1973 - when I started asking questions, like, "Why are we all dressed so funny?"

Sunday, January 10, 2016

J.L. Gaddis, The Cold War

Got Love? Strangelove?

Hello, Dimitri?
John Lewis Gaddis' The Cold War: A New History is a nice thematic introduction to the subject. If one is hung-up on chronology, this is not your book. But if you enjoy an author taking themes and weaving them in and out, then Gaddis is for you.

Video and Music Ideas for Teaching the Cold War 

I previously mentioned a couple of Twilight Zone episodes that would be suitable for this era. I didn't mention two real obvious additional choices: "The Shelter" deals with how neighbors and friends treat each other when shelter grows scarce once the Russians launch an attack on the U.S. More about the nature of the human heart and how people deal with crises and our human limits, but the bomb shelter is a nice background.  "Time Enough at Last" is really not about the Cold War or a nuclear holocaust at all but about what makes life ultimately worth living. Fans of J.P. Sartre may be saddened to see his "hell is other people" remark get turned on its head, but others may love the poetic justice. Man does not live by bread (or books) alone.

Video Clips (tbd)

Here's one I haven't found on YouTube: From Whit Stillman's Barcelona: The scene where Lt.(jg) Fred Boynton discovers that there is anti-NATO sentiment in Spain and asks, What are they for? Soviet troops racing across Europe, eating the croissants?  Pure genius!

Music 

Coming in at just over 8 minutes The Waterboys' "Red Army Blues" is a heart-breaking but eye-opening narrative about a Russian lad who enlists to fight the Huns and is eventually shipped to Siberia and work and rot -- "all because Comrade Stalin says we've become too 'Westernized'"
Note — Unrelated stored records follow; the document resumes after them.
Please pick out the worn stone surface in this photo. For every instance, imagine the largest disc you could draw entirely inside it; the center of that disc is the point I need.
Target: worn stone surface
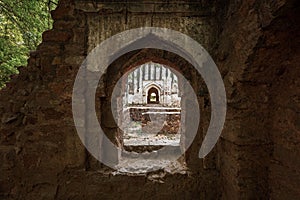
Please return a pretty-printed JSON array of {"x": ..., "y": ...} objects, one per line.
[{"x": 256, "y": 47}]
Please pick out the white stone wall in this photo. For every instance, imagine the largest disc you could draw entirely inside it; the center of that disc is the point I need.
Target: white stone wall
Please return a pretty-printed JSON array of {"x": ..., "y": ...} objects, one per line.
[{"x": 151, "y": 75}]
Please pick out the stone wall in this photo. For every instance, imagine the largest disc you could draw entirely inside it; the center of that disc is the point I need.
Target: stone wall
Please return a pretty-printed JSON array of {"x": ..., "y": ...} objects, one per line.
[
  {"x": 258, "y": 55},
  {"x": 256, "y": 47}
]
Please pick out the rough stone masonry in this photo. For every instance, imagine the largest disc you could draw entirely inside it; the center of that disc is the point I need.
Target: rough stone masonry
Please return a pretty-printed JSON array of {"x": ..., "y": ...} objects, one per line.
[{"x": 255, "y": 45}]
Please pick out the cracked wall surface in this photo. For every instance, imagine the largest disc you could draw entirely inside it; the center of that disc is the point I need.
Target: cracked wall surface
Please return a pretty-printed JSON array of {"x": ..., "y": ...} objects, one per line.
[{"x": 255, "y": 45}]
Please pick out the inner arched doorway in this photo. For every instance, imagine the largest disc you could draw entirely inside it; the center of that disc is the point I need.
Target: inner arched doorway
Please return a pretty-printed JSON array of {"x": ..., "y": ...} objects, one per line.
[{"x": 153, "y": 96}]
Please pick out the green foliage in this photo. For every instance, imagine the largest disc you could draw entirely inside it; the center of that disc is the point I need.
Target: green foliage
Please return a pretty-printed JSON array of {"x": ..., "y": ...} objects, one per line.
[{"x": 22, "y": 23}]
I would be remiss in not including the Sex Pistols' "Holidays in the Sun" which though convoluted is interesting with its references to going over the Berlin Wall. Then there's The Call's "War Weary World" which is much deeper than the peppy music would imply.  Or one that the "rads" in erstwhile West Germany seemed to love: Nena's "99 Luftballons" (which loses some but not much of its pathos the English version). 

For lovers of the surreal: Camper Van Beethoven, "Sweethearts".  Who can resist a song that mentions Dixon (CA)? And finally, U2's "Seconds."